Das sind die Folgen Für die Angegriffene wiegt die Tat bis heute schwer. Wie die Mitte-50-Jährige es beschreibt, sei sie nach dem Angriff wie ein anderer Mensch. Besonders in der Dunkelheit, wenn sie sich schlafen legt, schießen ihr Bilder in den Kopf, die einfach nicht verblassen wollen: „Ich wache jedes Mal im gleichen Traum auf.“ Träumend sieht sie „diesen eiskalten Blick“ der angreifenden Frau in der Nacht noch immer.

Wie es der Angegriffenen geht

Das sagt die Angegriffene Aufgrund des Angriffs befindet sich die geschädigte Frau derzeit in Reha, wo unsere Redaktion sie telefonisch erreicht. Ihr Zustand habe sich seither offenbar nicht wesentlich verbessert. Und sie kann es nicht fassen, dass das Ermittlungsverfahren eingestellt ist. Die Folgen des nächtlichen Angriffs wiegen nämlich nach wie vor extrem schwer.

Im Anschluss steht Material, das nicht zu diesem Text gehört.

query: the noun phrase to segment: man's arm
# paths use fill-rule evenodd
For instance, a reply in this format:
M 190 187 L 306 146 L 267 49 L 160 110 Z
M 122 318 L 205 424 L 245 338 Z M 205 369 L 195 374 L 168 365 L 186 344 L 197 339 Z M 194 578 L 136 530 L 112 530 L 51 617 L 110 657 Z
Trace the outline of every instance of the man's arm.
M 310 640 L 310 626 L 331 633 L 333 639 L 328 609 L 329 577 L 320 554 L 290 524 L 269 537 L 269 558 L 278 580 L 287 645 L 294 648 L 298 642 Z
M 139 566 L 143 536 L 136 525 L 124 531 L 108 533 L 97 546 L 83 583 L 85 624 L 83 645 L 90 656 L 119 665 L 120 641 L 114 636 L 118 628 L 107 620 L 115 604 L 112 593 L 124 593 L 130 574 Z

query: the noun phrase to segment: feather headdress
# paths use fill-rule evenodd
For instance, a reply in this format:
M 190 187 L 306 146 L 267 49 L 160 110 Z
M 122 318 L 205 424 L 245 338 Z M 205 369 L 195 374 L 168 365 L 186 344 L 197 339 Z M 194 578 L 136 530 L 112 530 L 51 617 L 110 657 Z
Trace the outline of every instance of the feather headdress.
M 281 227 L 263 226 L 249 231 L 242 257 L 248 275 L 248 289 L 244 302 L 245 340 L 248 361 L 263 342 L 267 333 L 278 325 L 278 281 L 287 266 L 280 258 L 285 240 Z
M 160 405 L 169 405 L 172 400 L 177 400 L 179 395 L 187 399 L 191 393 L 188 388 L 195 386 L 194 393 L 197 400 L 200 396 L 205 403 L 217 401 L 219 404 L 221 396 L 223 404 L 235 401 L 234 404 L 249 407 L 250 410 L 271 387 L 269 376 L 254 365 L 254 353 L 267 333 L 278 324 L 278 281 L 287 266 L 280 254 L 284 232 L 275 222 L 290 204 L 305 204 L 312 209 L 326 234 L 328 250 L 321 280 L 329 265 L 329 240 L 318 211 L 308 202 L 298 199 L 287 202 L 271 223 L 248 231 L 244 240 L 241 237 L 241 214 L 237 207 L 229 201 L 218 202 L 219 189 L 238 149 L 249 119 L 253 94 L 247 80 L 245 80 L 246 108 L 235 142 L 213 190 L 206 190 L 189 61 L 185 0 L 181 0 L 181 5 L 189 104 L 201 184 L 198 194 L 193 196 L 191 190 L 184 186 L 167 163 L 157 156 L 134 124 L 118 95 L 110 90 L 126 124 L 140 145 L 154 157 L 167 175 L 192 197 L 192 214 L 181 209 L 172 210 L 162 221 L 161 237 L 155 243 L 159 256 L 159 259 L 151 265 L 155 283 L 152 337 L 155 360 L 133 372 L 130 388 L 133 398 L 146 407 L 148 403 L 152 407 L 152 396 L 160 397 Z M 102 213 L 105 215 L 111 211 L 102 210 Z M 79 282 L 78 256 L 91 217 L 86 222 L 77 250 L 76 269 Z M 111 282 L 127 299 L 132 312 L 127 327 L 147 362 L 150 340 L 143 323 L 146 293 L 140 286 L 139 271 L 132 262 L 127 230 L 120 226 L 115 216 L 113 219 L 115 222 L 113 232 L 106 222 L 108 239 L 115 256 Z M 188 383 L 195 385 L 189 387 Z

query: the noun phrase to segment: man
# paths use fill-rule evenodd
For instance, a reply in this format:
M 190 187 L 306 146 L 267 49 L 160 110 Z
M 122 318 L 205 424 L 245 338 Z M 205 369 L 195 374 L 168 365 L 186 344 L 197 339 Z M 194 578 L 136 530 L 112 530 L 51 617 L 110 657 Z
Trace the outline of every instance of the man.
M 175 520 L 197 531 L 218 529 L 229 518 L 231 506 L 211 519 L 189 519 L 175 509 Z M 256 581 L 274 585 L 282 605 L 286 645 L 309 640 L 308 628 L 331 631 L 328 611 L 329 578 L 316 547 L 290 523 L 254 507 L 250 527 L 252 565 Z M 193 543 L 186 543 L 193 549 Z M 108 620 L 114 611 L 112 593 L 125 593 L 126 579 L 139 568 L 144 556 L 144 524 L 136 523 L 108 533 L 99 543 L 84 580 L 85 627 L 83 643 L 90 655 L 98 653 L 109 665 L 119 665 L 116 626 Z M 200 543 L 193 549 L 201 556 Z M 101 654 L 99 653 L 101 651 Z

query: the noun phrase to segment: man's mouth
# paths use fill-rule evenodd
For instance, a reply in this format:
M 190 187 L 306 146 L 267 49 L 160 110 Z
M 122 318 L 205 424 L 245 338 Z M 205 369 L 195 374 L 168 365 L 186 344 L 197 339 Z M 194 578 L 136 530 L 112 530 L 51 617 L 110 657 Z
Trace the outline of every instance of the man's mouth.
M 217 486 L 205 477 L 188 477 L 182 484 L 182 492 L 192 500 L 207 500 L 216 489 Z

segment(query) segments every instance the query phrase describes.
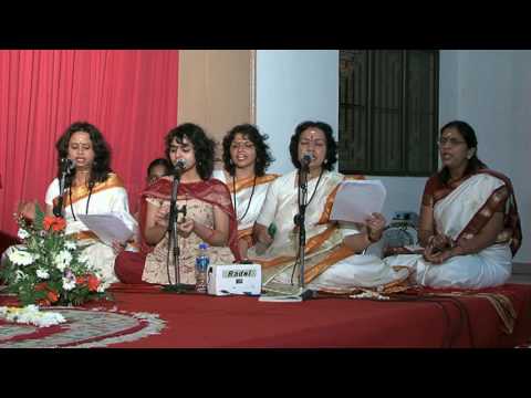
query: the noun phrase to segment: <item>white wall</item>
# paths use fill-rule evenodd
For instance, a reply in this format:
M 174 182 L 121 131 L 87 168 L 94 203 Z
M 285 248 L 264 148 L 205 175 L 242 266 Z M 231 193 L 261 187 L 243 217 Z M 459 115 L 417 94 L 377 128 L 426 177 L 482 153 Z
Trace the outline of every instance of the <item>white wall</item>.
M 490 168 L 509 176 L 517 192 L 523 243 L 514 261 L 531 262 L 531 51 L 441 51 L 450 88 L 441 93 L 448 118 L 470 123 L 478 154 Z M 441 70 L 442 70 L 441 64 Z M 457 86 L 458 90 L 452 87 Z M 452 105 L 455 104 L 455 105 Z M 448 109 L 454 108 L 455 116 Z M 442 106 L 441 106 L 442 109 Z M 442 114 L 442 112 L 441 112 Z
M 337 130 L 339 51 L 257 52 L 257 124 L 269 134 L 277 161 L 270 171 L 292 169 L 289 138 L 304 119 Z M 476 129 L 479 156 L 507 174 L 517 192 L 524 239 L 517 262 L 531 262 L 531 51 L 440 52 L 439 125 L 464 119 Z M 387 188 L 385 216 L 418 212 L 426 178 L 379 178 Z
M 268 171 L 293 169 L 289 144 L 299 123 L 323 121 L 337 132 L 337 71 L 335 50 L 257 51 L 257 125 L 277 159 Z

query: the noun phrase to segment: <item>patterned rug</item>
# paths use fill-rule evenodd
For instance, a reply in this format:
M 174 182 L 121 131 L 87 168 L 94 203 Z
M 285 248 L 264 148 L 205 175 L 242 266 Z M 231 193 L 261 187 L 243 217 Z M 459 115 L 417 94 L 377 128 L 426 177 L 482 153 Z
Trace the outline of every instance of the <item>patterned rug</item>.
M 157 314 L 116 308 L 53 307 L 66 323 L 35 327 L 0 321 L 0 348 L 87 348 L 134 342 L 159 334 L 165 322 Z

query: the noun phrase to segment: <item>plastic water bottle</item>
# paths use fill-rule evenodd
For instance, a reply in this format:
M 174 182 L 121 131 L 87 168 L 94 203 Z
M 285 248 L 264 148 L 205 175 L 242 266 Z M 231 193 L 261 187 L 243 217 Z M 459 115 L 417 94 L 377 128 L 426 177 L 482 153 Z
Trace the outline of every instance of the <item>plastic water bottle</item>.
M 199 244 L 199 253 L 196 258 L 196 292 L 207 293 L 207 270 L 210 264 L 208 244 Z

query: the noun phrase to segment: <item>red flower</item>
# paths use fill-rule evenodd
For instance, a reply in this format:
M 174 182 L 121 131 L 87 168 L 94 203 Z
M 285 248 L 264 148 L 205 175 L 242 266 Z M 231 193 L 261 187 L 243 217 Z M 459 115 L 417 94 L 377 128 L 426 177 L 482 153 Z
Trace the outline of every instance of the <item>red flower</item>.
M 35 292 L 41 292 L 43 290 L 48 289 L 48 283 L 46 282 L 41 282 L 35 285 Z
M 66 227 L 66 221 L 62 217 L 44 217 L 44 229 L 53 229 L 55 232 L 62 231 Z
M 95 292 L 97 290 L 97 286 L 100 286 L 100 280 L 94 275 L 90 275 L 88 276 L 88 291 L 90 292 Z

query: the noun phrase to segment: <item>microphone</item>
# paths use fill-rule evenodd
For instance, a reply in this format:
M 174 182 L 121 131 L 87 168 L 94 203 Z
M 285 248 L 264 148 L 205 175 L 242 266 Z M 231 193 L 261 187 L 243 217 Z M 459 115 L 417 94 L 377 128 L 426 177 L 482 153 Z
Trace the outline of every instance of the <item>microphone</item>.
M 186 159 L 177 159 L 174 166 L 173 175 L 180 177 L 180 174 L 183 172 L 185 167 L 186 167 Z
M 71 174 L 75 169 L 75 160 L 69 158 L 61 159 L 61 171 Z
M 312 154 L 304 154 L 304 156 L 301 159 L 301 165 L 302 166 L 308 166 L 312 163 L 313 159 L 314 159 L 314 157 L 313 157 Z

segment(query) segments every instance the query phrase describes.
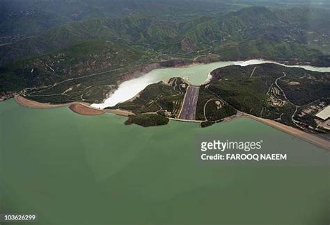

„Niemand kann sagen, ob ich jemals wieder so leben kann wie früher.“ Die Betroffene weiter: „Ich finde es schon den Hammer, dass so jemand ohne Strafe davonkommt. Ich bin echt geschockt.“ Und: „Was passiert, wenn die Angreiferin den nächsten erwischt?“

Jeder Autofahrer, der eine Rettungszufahrt blockiere, erhalte doch eine Strafe. „Aber jemand, der einen anderen brutal überfällt nicht.“ Die Frau versteht die Welt nicht mehr, dass so jemand „ungeschoren davonkommt“. Wären Anwohner nicht herausgekommen, hätte die Angreiferin nicht von ihr abgelassen, sagt sie überzeugt. Sorgen bereitet der Frau noch immer die Frage, wie und ob sie künftig wieder einer geregelten Arbeit nachgehen kann.

Gefängnis oder Geldstrafe wäre möglich gewesen

Das bleibt Wäre es zu einem Verfahren gekommen, hätten der Beschuldigten eine Freiheitsstrafe von bis zu fünf Jahren oder eine Geldstrafe gedroht. Auch wenn es nicht zur Anklage gekommen ist, die seelischen Verletzungen bei der angegriffenen Frau bleiben – und womöglich bleiben sie ein ganzes Leben lang.

Offen ist ebenso die Frage, ob sich ein solcher Fall in Zukunft wiederholen könnte, schließlich ereigenete sich der massive Übergriff vom Herbst 2023 auf offener Straße.